A beneficiary, absent during any time through an obligation to work abroad is considered to remain in continuous occupation of
that dwelling-house.
[broken link removed]

Also, let's say one child fit this category and so inherited the property and paid no tax. Could that child then split the property with any other siblings without incurring tax liability?
No. The child would have to hold the property for six years to avoid a clawback.

Not to mention....
This would be treated as a single transfer from the parent to the children as the middle transfer (parent to child, child to other children) would be viewed as a transaction simply to avoid CAT.
 
Thank you all for your advice, a few points below.

Clubman, I agree that I need (and will take) professional advice but the ideas here are interesting to know prior to that advice.

Satanta, I am already looking to use the €3,000 per year as planning purposes. Unfortunately the children all have interests in other houses.

Murp, Interesting idea abot the Section 60 Inheritance Policy. I must look into that.
I'm also interested in the idea as to gifts being potentially time limited due to the movement of the date of aggregation for gift/ingeritance tax purposes. Does that mean that gifts prior to that date attract no Inheritance Tax?

Finally, did anyone have any thoughts as to my question as gifting the actual shares rather than selling them and giving them to the children.

Finally
 
Trapper, the potential movement of the date for aggregation will not in itself avoid any CAT arising on a gift, however it could potentially give the beneficiary of the gift a greater threshold amount.

E.g. you gift €500,000 to a chlid in 2007 - say this is the threshold amount and no CAT is payable

Sometime in the future the date of aggregation for gifts and inheritances is moved to 2008

The CAT threshold is €800,000 in 2012

You can then gift another €800,000 in 2012 or therafter to the same child with no CAT payable.

Gifting shares etc will not avoid CAT, you will be deemed to have disposed of the shares at their market value and pay Capital Gains Tax (CGT) on any gain.

The beneficiary will still potentially pay CAT.

Death does not trigger CGT so you could avoid any CGT payable by passing assets on death via your will.

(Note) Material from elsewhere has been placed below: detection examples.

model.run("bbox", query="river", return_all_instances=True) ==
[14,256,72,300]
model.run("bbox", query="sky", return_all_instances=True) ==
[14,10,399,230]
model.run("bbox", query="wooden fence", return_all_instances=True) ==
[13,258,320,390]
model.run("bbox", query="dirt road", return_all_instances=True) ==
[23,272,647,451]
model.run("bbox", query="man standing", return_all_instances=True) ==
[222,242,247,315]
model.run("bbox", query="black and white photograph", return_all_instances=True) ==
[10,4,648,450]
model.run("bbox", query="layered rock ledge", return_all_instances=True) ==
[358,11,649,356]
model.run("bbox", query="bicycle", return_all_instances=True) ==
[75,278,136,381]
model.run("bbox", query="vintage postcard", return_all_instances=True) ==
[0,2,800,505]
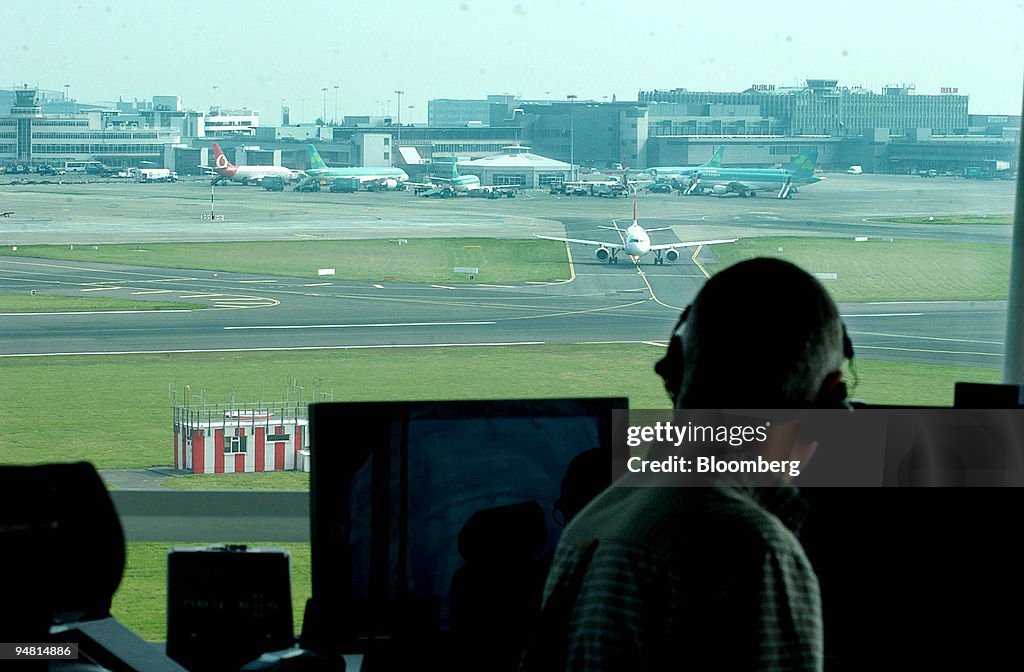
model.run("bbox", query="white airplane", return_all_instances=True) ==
[200,142,301,184]
[410,158,519,199]
[534,187,738,264]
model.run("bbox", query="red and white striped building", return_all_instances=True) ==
[174,406,309,473]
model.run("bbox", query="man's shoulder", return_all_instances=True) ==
[564,487,798,553]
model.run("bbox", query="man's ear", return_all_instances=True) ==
[814,371,847,409]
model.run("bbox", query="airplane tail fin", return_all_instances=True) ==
[786,150,818,177]
[705,144,725,168]
[213,142,234,171]
[309,144,327,170]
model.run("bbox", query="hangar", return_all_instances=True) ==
[459,144,571,188]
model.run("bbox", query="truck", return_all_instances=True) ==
[138,168,178,182]
[331,177,360,194]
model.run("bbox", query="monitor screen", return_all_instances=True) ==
[303,398,628,644]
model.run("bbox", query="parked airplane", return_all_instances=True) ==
[640,144,725,180]
[683,151,822,199]
[306,144,409,190]
[200,142,301,184]
[534,187,738,265]
[416,158,519,199]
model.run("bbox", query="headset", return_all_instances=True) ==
[654,304,853,410]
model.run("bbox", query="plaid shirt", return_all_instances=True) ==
[520,479,823,672]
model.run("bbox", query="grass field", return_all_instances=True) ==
[706,237,1010,301]
[0,237,1010,301]
[6,344,999,641]
[871,214,1014,224]
[0,238,568,283]
[111,540,312,641]
[0,291,199,312]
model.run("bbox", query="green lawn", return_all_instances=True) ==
[706,237,1010,301]
[0,238,568,283]
[9,344,999,641]
[0,291,199,312]
[0,344,997,469]
[111,541,312,641]
[872,214,1014,224]
[0,237,1010,301]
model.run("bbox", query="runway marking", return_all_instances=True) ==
[0,341,547,358]
[850,331,1002,345]
[224,321,498,331]
[840,312,925,318]
[690,245,711,279]
[865,299,975,305]
[857,344,1002,358]
[0,308,192,318]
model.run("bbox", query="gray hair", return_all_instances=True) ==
[677,258,845,409]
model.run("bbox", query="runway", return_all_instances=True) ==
[0,175,1013,367]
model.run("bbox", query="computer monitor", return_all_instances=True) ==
[303,397,628,650]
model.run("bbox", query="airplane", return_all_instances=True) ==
[534,187,738,265]
[640,144,725,181]
[200,142,301,184]
[682,151,823,199]
[306,144,409,190]
[413,157,519,199]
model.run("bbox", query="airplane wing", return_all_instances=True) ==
[534,234,626,250]
[647,237,739,250]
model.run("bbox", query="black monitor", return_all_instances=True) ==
[303,397,628,652]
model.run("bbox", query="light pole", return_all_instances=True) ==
[394,90,404,145]
[565,93,577,181]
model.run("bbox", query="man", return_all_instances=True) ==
[522,259,848,672]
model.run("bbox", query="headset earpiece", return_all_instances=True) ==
[654,306,690,405]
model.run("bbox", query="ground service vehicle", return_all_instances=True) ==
[331,177,359,194]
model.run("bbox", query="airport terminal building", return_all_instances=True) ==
[0,79,1021,180]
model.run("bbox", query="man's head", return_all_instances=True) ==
[655,258,847,409]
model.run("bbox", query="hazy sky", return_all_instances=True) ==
[8,0,1024,125]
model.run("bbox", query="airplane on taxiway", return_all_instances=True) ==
[200,142,302,184]
[413,157,519,199]
[640,144,725,180]
[534,187,738,265]
[682,150,823,199]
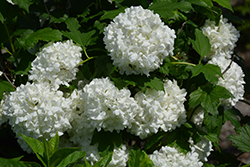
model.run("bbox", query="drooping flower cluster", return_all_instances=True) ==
[189,137,213,162]
[202,16,240,59]
[208,57,245,108]
[188,106,205,127]
[29,40,82,90]
[80,78,139,132]
[129,80,186,139]
[3,82,71,152]
[103,6,176,76]
[108,144,129,167]
[149,146,203,167]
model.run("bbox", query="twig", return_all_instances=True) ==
[3,72,16,89]
[222,55,234,75]
[177,21,187,35]
[0,58,16,89]
[43,1,58,29]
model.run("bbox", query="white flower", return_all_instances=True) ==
[6,0,16,5]
[202,16,240,59]
[103,6,176,76]
[108,144,129,167]
[80,78,139,132]
[128,80,186,139]
[208,56,245,109]
[188,137,213,162]
[188,106,205,127]
[0,92,9,125]
[3,82,71,152]
[149,146,203,167]
[29,40,82,89]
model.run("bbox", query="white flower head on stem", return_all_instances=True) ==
[202,16,240,59]
[103,6,176,76]
[208,56,245,109]
[3,82,71,152]
[29,40,82,89]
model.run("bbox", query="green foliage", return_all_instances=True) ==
[0,0,250,167]
[12,0,33,13]
[19,134,85,167]
[228,124,250,153]
[128,148,154,167]
[191,28,211,58]
[91,130,122,152]
[0,79,16,99]
[63,18,95,47]
[188,84,233,115]
[192,64,223,84]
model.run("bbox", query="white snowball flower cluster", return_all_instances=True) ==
[108,144,129,167]
[103,6,176,76]
[29,40,82,89]
[189,137,213,162]
[202,16,240,59]
[0,92,8,125]
[128,80,186,139]
[149,146,203,167]
[208,57,245,108]
[80,78,139,132]
[6,0,16,5]
[3,82,71,152]
[188,106,205,127]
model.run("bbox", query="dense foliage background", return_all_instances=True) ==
[0,0,250,167]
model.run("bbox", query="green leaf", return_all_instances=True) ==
[43,138,50,166]
[93,152,113,167]
[0,157,26,167]
[0,79,16,99]
[204,133,220,149]
[188,87,205,109]
[18,133,44,155]
[11,155,24,161]
[23,161,41,167]
[49,14,68,23]
[100,7,125,20]
[0,12,5,24]
[25,28,62,49]
[224,109,241,129]
[204,113,223,137]
[188,84,232,115]
[56,151,86,167]
[84,158,92,167]
[12,0,33,13]
[144,132,165,150]
[48,133,59,157]
[145,77,165,91]
[159,57,172,75]
[191,64,223,84]
[18,133,47,166]
[201,91,220,115]
[91,130,122,152]
[12,29,34,48]
[228,124,250,153]
[50,147,80,166]
[128,148,154,167]
[213,0,234,12]
[148,1,193,18]
[62,18,96,47]
[191,28,211,58]
[186,0,213,7]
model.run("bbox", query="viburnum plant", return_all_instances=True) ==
[0,0,250,167]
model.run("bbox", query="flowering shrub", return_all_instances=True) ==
[0,0,250,167]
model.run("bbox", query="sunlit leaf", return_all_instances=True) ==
[228,124,250,153]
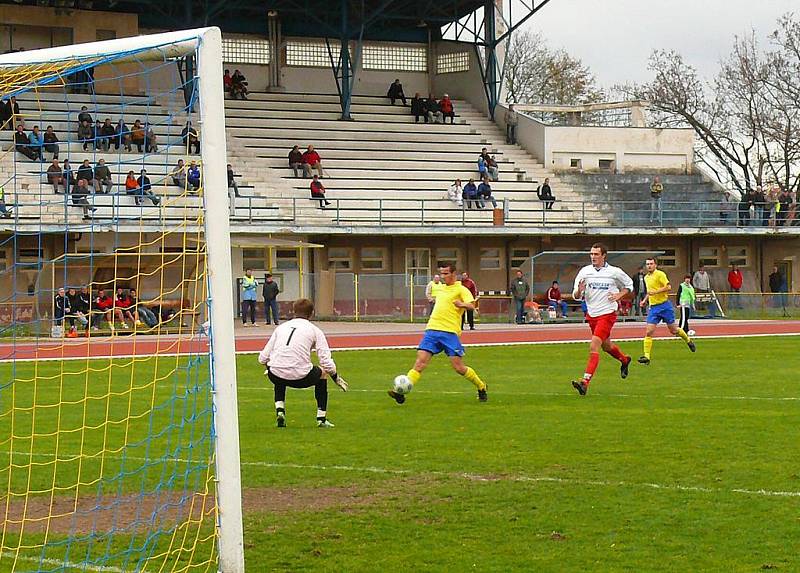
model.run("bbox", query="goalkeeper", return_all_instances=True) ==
[258,298,347,428]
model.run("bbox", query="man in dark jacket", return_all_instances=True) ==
[261,273,281,324]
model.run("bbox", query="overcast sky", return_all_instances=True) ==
[529,0,800,87]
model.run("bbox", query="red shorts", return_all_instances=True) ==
[586,312,617,340]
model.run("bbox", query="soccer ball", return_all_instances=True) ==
[394,374,414,394]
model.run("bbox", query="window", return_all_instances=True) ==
[699,247,719,267]
[481,249,503,270]
[361,44,428,72]
[286,41,338,68]
[328,247,353,271]
[222,38,270,64]
[728,247,750,267]
[361,247,386,271]
[436,52,469,74]
[242,247,267,271]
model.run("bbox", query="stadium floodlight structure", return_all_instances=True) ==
[0,28,244,573]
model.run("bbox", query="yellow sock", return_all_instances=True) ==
[462,366,486,390]
[406,368,422,384]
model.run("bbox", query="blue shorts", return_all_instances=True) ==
[417,330,464,356]
[647,300,675,324]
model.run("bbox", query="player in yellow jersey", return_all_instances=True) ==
[389,263,488,404]
[639,258,697,364]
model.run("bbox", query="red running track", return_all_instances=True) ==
[0,320,800,361]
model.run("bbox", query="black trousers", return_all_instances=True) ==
[267,366,328,411]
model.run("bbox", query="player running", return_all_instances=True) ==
[572,243,633,396]
[389,263,488,404]
[639,257,697,364]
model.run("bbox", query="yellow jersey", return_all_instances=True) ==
[425,281,475,335]
[644,269,669,306]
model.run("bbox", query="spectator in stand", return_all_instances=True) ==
[439,94,454,124]
[547,281,568,318]
[505,103,517,145]
[411,92,428,123]
[14,123,39,160]
[44,125,58,159]
[386,79,406,105]
[94,159,114,193]
[231,70,248,99]
[261,273,281,325]
[228,163,241,197]
[447,179,464,207]
[289,145,304,177]
[536,177,556,211]
[461,271,478,330]
[302,145,322,177]
[462,177,478,209]
[181,121,200,155]
[114,118,131,151]
[311,177,330,209]
[170,159,186,189]
[47,159,69,194]
[478,177,497,209]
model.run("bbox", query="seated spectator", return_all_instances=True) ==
[303,145,322,177]
[311,174,331,209]
[411,92,428,123]
[462,177,478,209]
[547,281,568,318]
[114,119,131,151]
[289,145,304,177]
[44,125,58,159]
[386,79,406,105]
[14,123,39,160]
[170,159,186,189]
[447,179,464,207]
[228,163,241,197]
[478,177,497,209]
[439,94,456,125]
[94,159,114,193]
[47,159,69,193]
[186,161,200,192]
[231,70,248,99]
[536,177,555,211]
[181,121,200,155]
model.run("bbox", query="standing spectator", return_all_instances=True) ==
[411,92,428,123]
[311,177,331,209]
[547,281,568,318]
[505,103,517,145]
[94,159,114,193]
[461,271,478,330]
[536,177,556,211]
[44,125,58,159]
[242,269,258,326]
[261,273,281,324]
[47,159,69,194]
[650,175,664,225]
[508,271,531,324]
[289,145,304,177]
[181,121,200,155]
[386,79,406,105]
[301,145,322,177]
[439,94,456,125]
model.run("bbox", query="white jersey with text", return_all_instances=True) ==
[258,318,336,380]
[572,263,633,317]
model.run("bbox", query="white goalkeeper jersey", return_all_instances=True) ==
[258,318,336,380]
[572,263,633,317]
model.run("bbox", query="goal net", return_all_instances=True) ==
[0,28,243,572]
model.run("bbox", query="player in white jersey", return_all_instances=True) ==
[572,243,633,396]
[258,298,347,428]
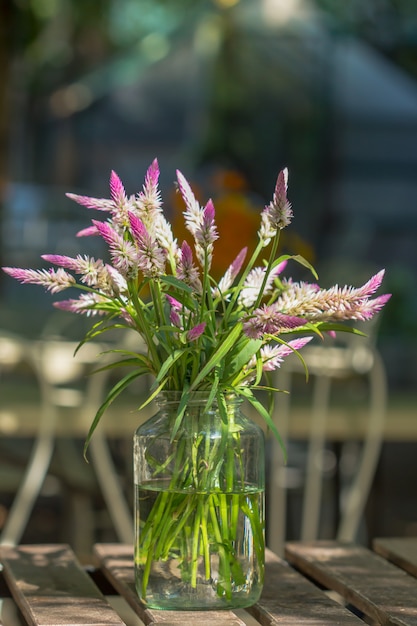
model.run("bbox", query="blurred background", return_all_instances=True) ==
[0,0,417,552]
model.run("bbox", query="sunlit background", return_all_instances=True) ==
[0,0,417,544]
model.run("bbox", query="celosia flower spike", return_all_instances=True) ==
[194,200,218,269]
[129,213,166,278]
[177,241,203,293]
[93,220,137,278]
[213,248,248,298]
[238,261,287,307]
[259,168,293,246]
[187,322,206,341]
[53,293,109,317]
[110,170,127,207]
[137,159,162,213]
[3,267,76,293]
[273,271,391,322]
[248,337,313,372]
[243,305,306,339]
[177,170,203,235]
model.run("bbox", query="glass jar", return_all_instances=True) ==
[134,392,265,610]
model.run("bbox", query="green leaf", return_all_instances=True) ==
[156,348,189,382]
[159,275,194,295]
[171,384,190,441]
[138,379,167,411]
[190,322,242,391]
[272,254,319,279]
[84,371,141,460]
[230,339,263,376]
[236,387,287,463]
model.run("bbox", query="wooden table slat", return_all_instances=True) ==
[285,541,417,626]
[0,544,124,626]
[95,544,363,626]
[372,537,417,578]
[94,543,245,626]
[248,550,363,626]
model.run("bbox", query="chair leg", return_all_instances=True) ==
[301,375,330,541]
[267,370,291,556]
[337,353,388,541]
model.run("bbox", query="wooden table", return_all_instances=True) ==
[0,538,417,626]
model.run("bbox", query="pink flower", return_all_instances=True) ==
[187,322,206,341]
[3,267,76,293]
[213,248,248,297]
[177,241,203,293]
[259,168,293,246]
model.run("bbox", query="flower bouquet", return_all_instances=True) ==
[3,160,390,608]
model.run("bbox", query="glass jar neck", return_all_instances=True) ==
[155,391,243,413]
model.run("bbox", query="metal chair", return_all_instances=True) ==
[0,336,133,545]
[268,327,388,554]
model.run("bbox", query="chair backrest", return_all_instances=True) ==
[267,336,387,554]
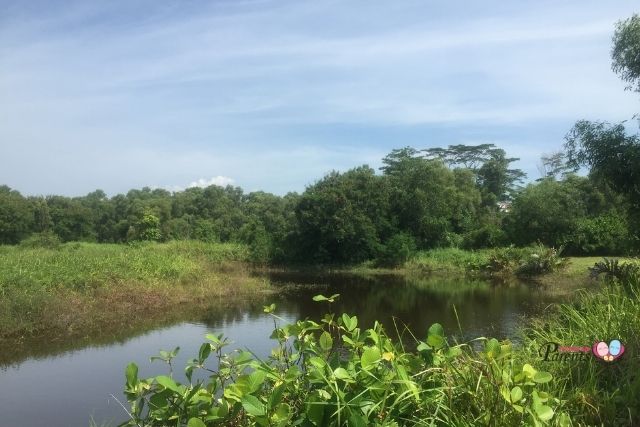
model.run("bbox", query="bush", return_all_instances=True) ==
[377,233,416,267]
[120,295,570,427]
[20,231,62,249]
[479,245,566,276]
[589,258,640,295]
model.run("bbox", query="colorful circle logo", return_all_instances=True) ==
[592,340,624,362]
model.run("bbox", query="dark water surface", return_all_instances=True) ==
[0,273,560,427]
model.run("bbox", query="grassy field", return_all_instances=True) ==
[0,242,268,341]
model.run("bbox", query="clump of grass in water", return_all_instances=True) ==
[522,263,640,425]
[0,242,255,339]
[124,295,569,427]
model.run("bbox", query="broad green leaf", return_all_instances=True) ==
[427,335,444,350]
[305,396,325,426]
[367,329,380,345]
[533,371,553,384]
[124,363,138,386]
[247,371,267,393]
[360,347,381,369]
[309,356,327,369]
[333,368,351,381]
[262,304,276,313]
[533,405,553,421]
[484,338,502,359]
[558,412,571,427]
[198,342,211,363]
[522,363,538,379]
[269,384,285,408]
[427,323,444,337]
[242,394,265,417]
[511,386,522,403]
[187,418,207,427]
[349,410,369,427]
[320,331,333,351]
[271,403,291,425]
[342,313,358,332]
[156,375,181,393]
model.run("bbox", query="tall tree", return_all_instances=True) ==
[0,185,33,244]
[611,14,640,92]
[538,151,578,179]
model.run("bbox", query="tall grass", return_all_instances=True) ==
[0,241,251,339]
[523,264,640,425]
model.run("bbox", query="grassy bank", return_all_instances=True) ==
[0,242,265,346]
[117,260,640,427]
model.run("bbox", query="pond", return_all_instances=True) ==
[0,272,562,427]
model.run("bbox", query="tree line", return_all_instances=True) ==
[0,15,640,264]
[0,142,637,263]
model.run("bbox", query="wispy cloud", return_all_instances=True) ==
[0,0,638,194]
[187,175,235,188]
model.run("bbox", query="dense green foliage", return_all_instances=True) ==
[0,242,250,341]
[0,140,638,266]
[611,14,640,92]
[119,295,569,427]
[124,261,640,427]
[523,261,640,426]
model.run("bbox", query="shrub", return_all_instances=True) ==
[480,245,566,276]
[20,231,62,249]
[120,295,569,427]
[589,258,640,295]
[377,233,416,267]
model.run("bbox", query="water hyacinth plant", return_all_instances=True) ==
[117,295,570,427]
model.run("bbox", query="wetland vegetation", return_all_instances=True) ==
[0,15,640,427]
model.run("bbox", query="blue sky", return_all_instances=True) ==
[0,0,640,195]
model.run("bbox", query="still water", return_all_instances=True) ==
[0,273,561,427]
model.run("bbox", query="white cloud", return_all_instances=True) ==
[187,175,235,188]
[0,0,637,194]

There are certain exemptions when passing shares in a company holding heritage property and certain government securities but onerous conditions apply.
 
Neither really, to be honest.

The leaflet seems to imply the former with the phrase 'at the date of the gift or inheritance'. So one can previously have owned other properties, so long as they are not owned at the time of inheritance. I'm interested in the phrase 'beneficial entitlement'... What does it cover? If I own a business which owns a property, or own a property abroad, are these included?

No. The child would have to hold the property for six years to avoid a clawback.

Not to mention....
This would be treated as a single transfer from the parent to the children as the middle transfer (parent to child, child to other children) would be viewed as a transaction simply to avoid CAT.

Even if one waits the six years? Certainly the purpose would be the avoidance of CAT, but that in itself isn't illegal.

Edit: Another question comes to mind - is there anything excluding multiple family members qualifying for the exemption?